In the end, how is your technique any better tham what I'm doing? We
are both still casting.
I can't use abstract because the base class has method bodies that do
something. In other words, it isn't an abstract class.
Thanks,
Brett
Hi Brett,
Update() will always exist.
I know you say that, but the compiler doesn't know that. It is conceivable
that you could create a derived class that does not implement an Update()
method. You need to instruct the compilre that Update() will always exist.
To do this, you define your base class as being abstract, and your Update()
method as abstract:
public abstract class BaseClass
{
public void Foo()
{
Update();
}
public abstract void Update();
}
An abstract class cannot be instantiated, however, and if you require this
functionality, remove the abstract modifiers, and define the Update()

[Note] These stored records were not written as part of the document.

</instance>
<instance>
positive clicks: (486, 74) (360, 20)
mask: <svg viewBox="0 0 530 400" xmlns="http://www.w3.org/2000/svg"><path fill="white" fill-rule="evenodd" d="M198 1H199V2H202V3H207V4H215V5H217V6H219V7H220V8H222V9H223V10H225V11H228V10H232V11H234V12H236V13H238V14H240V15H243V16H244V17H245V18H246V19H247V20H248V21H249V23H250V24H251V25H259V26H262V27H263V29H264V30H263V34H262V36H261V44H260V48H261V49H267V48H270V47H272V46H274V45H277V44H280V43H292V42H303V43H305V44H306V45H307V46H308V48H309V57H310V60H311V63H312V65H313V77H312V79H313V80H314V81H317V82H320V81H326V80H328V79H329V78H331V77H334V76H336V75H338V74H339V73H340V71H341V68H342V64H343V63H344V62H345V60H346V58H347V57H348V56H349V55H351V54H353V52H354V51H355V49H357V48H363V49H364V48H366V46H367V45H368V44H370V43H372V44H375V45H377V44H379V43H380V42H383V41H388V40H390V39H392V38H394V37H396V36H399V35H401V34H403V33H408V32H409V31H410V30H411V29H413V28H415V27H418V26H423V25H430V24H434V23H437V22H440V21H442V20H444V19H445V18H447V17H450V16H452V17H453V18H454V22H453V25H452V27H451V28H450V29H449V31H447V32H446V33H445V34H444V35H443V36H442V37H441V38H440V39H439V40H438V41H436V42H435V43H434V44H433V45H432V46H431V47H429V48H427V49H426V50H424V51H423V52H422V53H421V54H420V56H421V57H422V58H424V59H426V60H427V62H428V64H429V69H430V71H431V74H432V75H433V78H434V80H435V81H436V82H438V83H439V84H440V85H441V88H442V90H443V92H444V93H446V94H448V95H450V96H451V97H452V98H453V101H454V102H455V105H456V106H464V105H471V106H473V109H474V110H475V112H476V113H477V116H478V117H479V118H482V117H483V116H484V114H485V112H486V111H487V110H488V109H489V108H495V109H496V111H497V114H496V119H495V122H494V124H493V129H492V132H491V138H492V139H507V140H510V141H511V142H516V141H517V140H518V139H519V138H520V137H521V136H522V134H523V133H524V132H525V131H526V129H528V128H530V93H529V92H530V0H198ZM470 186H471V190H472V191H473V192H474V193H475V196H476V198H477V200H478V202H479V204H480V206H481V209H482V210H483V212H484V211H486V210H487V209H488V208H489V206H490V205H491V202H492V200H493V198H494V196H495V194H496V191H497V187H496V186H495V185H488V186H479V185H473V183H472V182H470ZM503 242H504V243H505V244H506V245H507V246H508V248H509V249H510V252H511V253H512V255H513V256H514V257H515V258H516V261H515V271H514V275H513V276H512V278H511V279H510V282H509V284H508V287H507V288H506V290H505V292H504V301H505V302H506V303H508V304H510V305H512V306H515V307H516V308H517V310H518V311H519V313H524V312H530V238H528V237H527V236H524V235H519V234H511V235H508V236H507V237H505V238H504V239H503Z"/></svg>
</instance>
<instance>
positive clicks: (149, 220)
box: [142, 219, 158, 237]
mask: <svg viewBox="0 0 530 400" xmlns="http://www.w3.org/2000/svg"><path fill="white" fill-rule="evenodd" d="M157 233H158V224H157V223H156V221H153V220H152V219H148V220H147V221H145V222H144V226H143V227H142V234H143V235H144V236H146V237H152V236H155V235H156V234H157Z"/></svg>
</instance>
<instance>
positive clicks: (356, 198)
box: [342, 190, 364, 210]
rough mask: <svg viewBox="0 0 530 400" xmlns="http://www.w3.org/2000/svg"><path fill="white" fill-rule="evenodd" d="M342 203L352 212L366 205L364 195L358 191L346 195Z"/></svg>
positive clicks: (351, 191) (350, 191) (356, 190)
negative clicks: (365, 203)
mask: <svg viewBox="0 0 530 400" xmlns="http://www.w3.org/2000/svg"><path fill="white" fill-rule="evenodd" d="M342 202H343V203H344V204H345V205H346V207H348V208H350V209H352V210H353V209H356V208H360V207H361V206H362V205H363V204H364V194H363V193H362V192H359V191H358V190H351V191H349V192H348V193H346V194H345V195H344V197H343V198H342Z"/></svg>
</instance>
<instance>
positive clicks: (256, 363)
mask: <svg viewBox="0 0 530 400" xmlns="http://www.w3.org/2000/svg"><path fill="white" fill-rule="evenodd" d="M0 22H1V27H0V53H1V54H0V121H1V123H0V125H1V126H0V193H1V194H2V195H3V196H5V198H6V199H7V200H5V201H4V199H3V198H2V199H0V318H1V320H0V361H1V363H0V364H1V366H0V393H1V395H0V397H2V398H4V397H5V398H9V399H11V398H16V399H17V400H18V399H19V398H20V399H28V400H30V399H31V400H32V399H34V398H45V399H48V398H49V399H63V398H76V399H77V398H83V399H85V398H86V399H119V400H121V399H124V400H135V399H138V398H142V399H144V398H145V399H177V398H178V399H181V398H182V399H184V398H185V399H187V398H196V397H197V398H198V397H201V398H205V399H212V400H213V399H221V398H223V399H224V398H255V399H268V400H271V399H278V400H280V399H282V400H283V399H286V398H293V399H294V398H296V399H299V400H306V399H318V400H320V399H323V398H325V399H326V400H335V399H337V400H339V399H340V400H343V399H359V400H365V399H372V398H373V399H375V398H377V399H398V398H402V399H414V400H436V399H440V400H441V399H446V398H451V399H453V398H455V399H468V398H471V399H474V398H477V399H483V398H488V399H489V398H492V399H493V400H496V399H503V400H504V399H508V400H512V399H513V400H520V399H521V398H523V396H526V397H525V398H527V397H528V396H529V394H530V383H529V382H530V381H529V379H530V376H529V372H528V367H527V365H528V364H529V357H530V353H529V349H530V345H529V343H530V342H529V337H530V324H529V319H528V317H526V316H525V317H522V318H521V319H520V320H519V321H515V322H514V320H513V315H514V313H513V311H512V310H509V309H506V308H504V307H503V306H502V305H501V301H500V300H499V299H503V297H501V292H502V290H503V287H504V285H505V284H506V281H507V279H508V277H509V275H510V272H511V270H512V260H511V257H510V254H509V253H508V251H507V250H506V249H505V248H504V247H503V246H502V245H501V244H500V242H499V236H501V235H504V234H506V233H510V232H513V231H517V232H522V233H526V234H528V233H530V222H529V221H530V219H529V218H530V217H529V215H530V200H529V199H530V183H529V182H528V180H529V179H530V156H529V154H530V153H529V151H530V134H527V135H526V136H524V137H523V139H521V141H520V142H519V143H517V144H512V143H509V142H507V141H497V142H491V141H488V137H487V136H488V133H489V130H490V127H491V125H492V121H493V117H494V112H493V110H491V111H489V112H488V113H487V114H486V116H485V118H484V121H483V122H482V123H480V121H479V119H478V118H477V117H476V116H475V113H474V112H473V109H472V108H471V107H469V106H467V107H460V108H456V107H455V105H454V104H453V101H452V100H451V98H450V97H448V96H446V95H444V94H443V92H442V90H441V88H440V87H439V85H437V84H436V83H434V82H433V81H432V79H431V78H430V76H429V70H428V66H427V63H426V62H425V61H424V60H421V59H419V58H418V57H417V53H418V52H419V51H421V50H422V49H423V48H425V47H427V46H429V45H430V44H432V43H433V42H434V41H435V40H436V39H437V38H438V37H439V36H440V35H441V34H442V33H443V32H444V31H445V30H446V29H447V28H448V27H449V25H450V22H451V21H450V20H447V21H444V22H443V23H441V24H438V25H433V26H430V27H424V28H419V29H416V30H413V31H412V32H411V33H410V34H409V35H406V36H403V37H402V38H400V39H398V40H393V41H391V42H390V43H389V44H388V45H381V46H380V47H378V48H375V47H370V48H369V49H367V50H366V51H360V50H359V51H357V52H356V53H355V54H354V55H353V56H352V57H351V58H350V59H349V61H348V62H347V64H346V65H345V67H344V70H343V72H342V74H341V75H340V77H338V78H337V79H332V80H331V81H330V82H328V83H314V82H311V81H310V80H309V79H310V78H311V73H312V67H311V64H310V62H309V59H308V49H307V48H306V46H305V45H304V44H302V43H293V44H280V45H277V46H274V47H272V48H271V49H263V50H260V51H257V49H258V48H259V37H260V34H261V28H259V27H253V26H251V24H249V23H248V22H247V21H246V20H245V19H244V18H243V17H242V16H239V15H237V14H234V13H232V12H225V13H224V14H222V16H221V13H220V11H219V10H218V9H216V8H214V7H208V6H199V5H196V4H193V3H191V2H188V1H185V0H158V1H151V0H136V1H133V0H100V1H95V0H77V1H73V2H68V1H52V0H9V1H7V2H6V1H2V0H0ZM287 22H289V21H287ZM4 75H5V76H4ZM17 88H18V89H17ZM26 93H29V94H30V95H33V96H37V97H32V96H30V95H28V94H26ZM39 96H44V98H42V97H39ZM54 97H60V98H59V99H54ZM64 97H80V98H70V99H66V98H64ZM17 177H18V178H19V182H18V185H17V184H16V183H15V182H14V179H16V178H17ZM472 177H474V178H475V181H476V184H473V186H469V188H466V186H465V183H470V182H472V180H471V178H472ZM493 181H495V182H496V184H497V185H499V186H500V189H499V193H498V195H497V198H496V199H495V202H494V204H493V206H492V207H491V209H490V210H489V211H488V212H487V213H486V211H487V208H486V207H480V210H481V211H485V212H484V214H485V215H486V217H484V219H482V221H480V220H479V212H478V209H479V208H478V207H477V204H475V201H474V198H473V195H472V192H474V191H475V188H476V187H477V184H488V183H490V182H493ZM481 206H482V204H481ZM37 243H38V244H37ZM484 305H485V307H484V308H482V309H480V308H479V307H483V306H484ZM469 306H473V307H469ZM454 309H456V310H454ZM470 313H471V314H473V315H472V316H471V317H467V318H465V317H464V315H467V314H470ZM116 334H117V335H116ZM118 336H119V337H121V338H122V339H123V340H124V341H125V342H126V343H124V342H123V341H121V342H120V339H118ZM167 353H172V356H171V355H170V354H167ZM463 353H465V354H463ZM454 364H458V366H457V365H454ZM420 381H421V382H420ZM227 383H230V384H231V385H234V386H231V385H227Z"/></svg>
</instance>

method as virtual, and in your base class, provide no implementation:
public class BaseClass
{
public void Foo()
{
Update();
}
public virtual void Update()
{
}
}
Now, any derived classes from the abstract version MUST override Update():
public class DerivedClass : BaseClass
{
public override void Update()
{
// Implementation
}
}
Or, derived classes from the virtual version MAY override Update():
public class DerivedClass : BaseClass
{
public override void Update()
{
// Implementation
}
}
--
Hope this helps,
Tom Spink